Regions with significant populations
- Mato Grosso, Rondônia (Brazil)

Languages
- Gavião of Jiparaná (Zoró language)

Religion
- Christianity

Related ethnic groups
- Arara and Gavião

= Zoró =

The Zoró (autonym: Pangyjej) are an Indigenous people native to the states of Mato Grosso and Rondônia, Brazil. Their population was around 787 in 2020.

==Etymology==
The name Zoró originates from the word monshoro (dry head), which is a derogatory term in the Surui language, whose speakers were neighboring enemies of the Zoró. The word monshoro was shortened to shoro and then, over time, to zoró.

== Language ==
The Zoró speak the Zoró language, which Ethnologue considers a dialect of the Gavião of Jiparaná language, a Tupian language of the Monde branch. However, their dialect is sometimes considered a separate language because it is mutually unintelligible with the other dialects of the Gavião of Jiparaná language.

==Economy==
Traditionally, the economy of the Zoró was based on hunting, horticulture, fishing, and gathering. In the 1980s, they sold handicrafts or worked in rubber extraction. In the 1990s, the main economy of the Zoró became the timber trade.
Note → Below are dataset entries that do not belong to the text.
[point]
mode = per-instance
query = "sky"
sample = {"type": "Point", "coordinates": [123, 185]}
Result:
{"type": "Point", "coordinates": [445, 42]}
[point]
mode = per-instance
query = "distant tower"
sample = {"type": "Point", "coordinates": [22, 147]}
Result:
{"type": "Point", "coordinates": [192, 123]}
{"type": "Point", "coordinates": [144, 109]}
With the income from this activity, they started buying cattle and vehicles, opening roads, and building houses in the villages. Currently, some villages have agreements with regional ranchers, where they authorize cattle grazing on their lands and, in exchange, the rancher makes annual payments with calves and provides training for Zoró cowboys. There is also a partnership with FUNAI through the Artindia or Programa de Artesanato Indígena da FUNAI (FUNAI Indigenous Handicraft Program), where Zoró women can earn an income from regular handicraft sales. Additionally, there is the collection and trade of Brazil nuts, which involves almost all Zoró villages through the PIC or Programa Integrado da Castanha (Integrated Brazil nut program). The Zoró Indigenous People's Association has partnered with Coopavam or Cooperativa dos Agricultores do Vale do Amanhecer (Cooperative of Farmers from the Vale do Amanhecer), which is responsible for the logistics and distribution of the nuts.